Two years ago, Gov. Kay Ivey apologized for the “untold pain and suffering” Rudolph faced from the bombing but said legislative involvement would be needed for her to receive compensation.
Yet, according to Rudolph, no action has been taken by the state since.
The bombing was depicted in Spike Lee’s 1997 documentary 4 Little Girls — Rudolph is known as the “Fifth Little Girl” for surviving the attack.
On the eve of the 59th anniversary of the blast, Rudolph told AP News that she believes the state is in part responsible for the bombing as then-Gov. George C. Wallace employed segregationist rhetoric that empowered the Ku Klux Klan to attack the church.

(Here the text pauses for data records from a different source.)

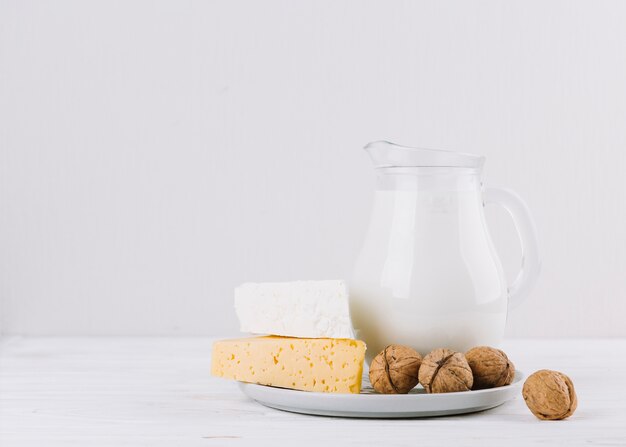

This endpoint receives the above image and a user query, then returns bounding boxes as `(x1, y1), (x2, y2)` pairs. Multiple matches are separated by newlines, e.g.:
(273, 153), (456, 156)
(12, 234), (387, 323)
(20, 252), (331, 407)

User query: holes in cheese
(211, 336), (365, 394)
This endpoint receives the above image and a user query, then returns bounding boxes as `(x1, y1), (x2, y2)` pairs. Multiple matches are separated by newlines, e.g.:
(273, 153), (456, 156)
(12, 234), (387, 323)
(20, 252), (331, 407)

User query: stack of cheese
(211, 281), (365, 393)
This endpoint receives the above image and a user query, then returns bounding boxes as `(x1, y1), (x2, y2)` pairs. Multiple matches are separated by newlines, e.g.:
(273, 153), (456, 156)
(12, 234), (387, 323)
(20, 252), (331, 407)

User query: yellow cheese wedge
(211, 336), (365, 394)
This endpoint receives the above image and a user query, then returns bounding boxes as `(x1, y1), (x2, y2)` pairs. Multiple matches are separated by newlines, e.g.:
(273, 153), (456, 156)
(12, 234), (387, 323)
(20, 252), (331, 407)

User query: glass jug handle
(483, 188), (541, 308)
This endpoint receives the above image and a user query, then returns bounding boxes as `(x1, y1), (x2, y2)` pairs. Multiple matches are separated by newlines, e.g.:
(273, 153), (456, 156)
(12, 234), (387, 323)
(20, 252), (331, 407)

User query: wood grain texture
(0, 338), (626, 447)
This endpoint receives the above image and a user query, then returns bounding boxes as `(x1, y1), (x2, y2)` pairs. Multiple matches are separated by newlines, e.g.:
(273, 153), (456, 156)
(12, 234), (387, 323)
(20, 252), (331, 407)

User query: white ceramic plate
(239, 371), (524, 418)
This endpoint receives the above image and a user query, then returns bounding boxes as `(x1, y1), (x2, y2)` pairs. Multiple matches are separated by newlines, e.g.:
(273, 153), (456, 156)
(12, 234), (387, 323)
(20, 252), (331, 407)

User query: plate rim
(239, 369), (526, 400)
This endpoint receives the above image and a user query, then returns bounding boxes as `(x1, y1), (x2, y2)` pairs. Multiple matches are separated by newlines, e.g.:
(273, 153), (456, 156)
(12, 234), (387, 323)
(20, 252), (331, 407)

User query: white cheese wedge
(235, 280), (354, 338)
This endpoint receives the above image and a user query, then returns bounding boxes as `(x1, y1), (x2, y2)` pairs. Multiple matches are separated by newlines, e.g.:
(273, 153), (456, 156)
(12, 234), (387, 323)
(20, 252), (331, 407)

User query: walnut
(419, 348), (474, 393)
(522, 369), (578, 420)
(370, 345), (422, 394)
(465, 346), (515, 390)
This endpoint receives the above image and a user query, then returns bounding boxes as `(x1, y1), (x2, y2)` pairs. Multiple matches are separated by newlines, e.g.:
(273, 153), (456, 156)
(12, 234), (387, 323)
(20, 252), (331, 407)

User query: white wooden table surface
(0, 337), (626, 447)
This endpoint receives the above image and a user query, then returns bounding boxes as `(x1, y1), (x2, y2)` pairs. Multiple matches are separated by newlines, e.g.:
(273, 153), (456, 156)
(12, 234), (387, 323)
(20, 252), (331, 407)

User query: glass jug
(350, 141), (540, 360)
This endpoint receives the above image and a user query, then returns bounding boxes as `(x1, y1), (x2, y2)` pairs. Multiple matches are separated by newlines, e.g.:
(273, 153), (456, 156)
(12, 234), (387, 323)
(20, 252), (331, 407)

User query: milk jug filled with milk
(350, 141), (540, 360)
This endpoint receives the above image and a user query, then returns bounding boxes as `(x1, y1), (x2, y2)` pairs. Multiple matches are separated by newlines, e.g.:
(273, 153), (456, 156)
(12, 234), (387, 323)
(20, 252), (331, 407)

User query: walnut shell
(370, 345), (422, 394)
(522, 369), (578, 420)
(465, 346), (515, 390)
(419, 348), (474, 393)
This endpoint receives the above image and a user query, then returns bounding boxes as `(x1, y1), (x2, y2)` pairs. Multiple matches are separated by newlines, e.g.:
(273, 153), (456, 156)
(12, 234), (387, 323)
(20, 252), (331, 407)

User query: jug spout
(364, 141), (485, 169)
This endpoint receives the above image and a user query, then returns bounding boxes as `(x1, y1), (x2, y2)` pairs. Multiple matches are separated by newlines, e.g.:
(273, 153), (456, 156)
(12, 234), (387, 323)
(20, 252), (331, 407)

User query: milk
(349, 186), (507, 360)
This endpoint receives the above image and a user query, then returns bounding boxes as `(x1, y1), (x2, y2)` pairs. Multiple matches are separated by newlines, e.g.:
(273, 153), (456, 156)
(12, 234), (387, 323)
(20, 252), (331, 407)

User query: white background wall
(0, 0), (626, 336)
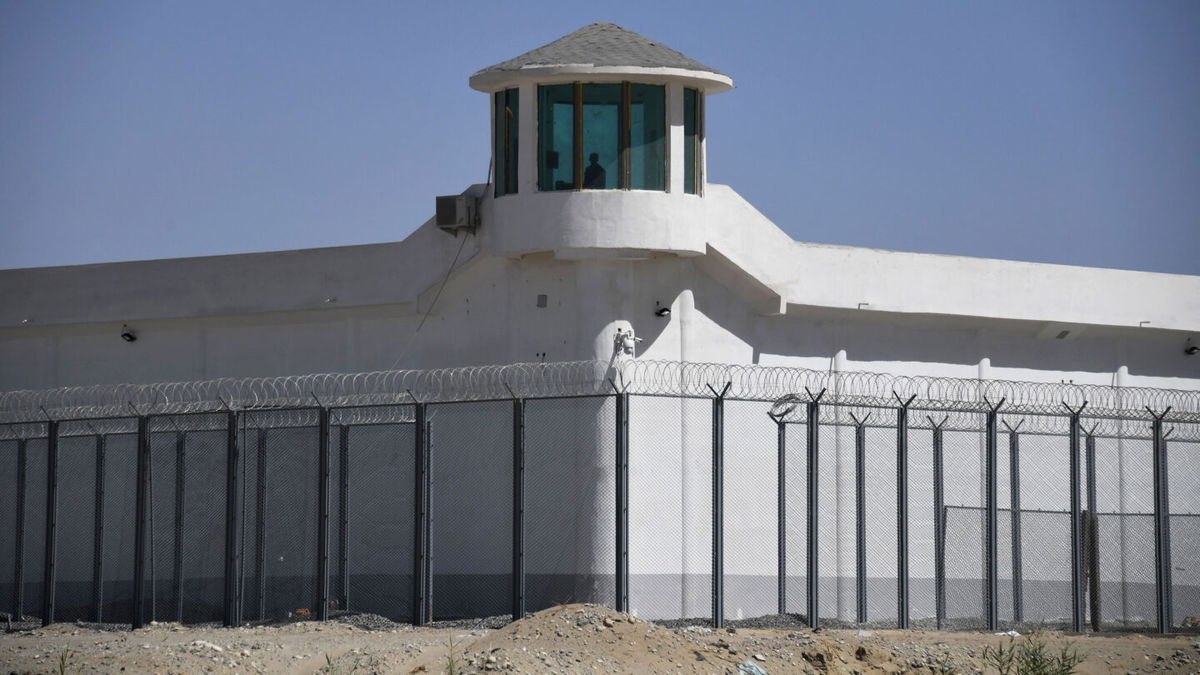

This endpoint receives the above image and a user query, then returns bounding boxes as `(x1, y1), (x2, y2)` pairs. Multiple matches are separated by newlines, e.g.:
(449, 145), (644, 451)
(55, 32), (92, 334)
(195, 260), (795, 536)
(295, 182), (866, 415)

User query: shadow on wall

“If they hadn’t stirred up all that racist hate that was going on at the time I don’t believe that church would have been bombed,” Rudolph said.
Rudolph still faces medical expenses from the bombing and believes she’s due millions.
Five girls were in the downstairs bathroom of 16th Street Baptist Church on September 15, 1963, when a bomb planted by the KKK went off outside and blew a hole through the wall. The explosion killed 11-year-old Denise McNair and 14-year-olds Carole Robertson, Cynthia Morris, also referred to as Cynthia Wesley, and Addie Mae Collins, who was Rudolph’s sister.
The church itself and the surrounding Birmingham Civil Rights National Monument received funds from the government as a result of the bombing.
“But not me,” Rudolph said.
According to legislative records, no bills have been introduced to compensate Rudolph.